The house in question has a dense hedge. There doesn’t appear to be a fence lining the hedge. It’s impossible on approach to know if there is a dog in the yard. I was walking down the sidewalk to work, when – without any warning at all – a massive German Shepherd head thrust through the fence, loudly barking and snapping, it’s jaws just grazing my pant leg. It was like something out of Universal Studios. He was able to reach some distance into the sidewalk, well beyond the property line. I jumped sideways and almost fell off the curb, twisting my ankle in the process. A woman with a toddler was approaching, and said that the same thing had happened to them when they’d passed earlier.
It’s one thing to have a fenced yard with barking dogs in it, that people can see and avoid if they so choose. It’s quite another to allow an animal to ambush people on a public sidewalk without any warning at all. This was a truly frightening experience, and one that could have resulted in injury – if not a heart attack.
Again, it’s probably unlikely that this is the same house. I’m merely trying to point out that it’s prudent to use caution when making judgments based on half of a story.November 22, 2013 at 3:08 pm #796585
there is a house on my alley where the dog has managed to nearly break through the backyard fence..
I am pretty certain that the owners aren’t aware.. there is a hedge there and they likely put the dog out and shut the door.
needless to say.. i no longer walk the dogs that direction in the alley..
one of these days when he breaks through and wanders down the alley to visit my dogs in their backyard, i will be returning that dog to his owners…
that’s how i let the owners of the dog who dug under his fence a couple of years ago know their dog needed attention…
in this case.. the OP stated that the dog was chained on a short chain.. the yard was fenced and she came out of the house to find out why the dog was barking.
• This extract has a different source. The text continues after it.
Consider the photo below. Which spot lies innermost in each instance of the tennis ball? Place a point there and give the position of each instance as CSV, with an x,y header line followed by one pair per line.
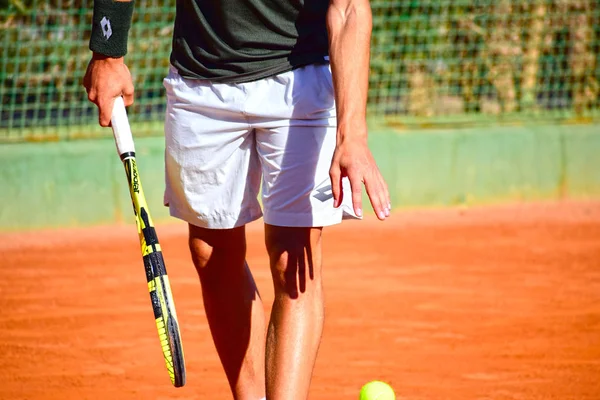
x,y
377,390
not really the same thingNovember 22, 2013 at 6:04 pm #796586
Sorry, that is not our house :) We live in the admiral district. There are no barriers to the front of our house (except the fence) so people can see him if he is out and cross the street if they are that uncomfortable.
He also, as I stated, is chained so he can’t get to the sidewalk either. We try to never leave him out unattended and when he is and he begins barking we are right outside managing the situation. He and my small dogs love to bark (ugh) so we are really trying to manage it. We’ve tried water bottles, water bombs, loud jangly things – all of the things that our trainer has suggested. They work for a minute but then they don’t.
Someday we will be able to afford to put in a back door and stairs to the back yard :(
Anonyme – I’m sorry you had that run it, it sounds very scary :(
Job – you should really let the owners know about the fence condition. If that were my yard, I would want to know.November 22, 2013 at 6:46 pm #796587
You sound very responsible, SJoy. I’ll admit that I’ve been afraid of dogs for most of my life due to unpleasant experiences when I was a kid. I’m working on that because I know most dogs are not slavering monsters who want to eat me. ;) My husband loves dogs and I would love for us to be able to get one for him.
Unfortunately, when I first moved to Highland Park there were a few people with aggressive dogs–to me there’s a difference between a dog that barks to let me know it’s his yard, and one that charges the fence, snarling, whenever anyone passes on the sidewalk. It’s unsettling. And I have a few neighbors who let theirs roam around loose on the street, and get awfully defensive when I ask them to not do that. (All else aside, aren’t they worried about their pet getting hit by a car? I would be.)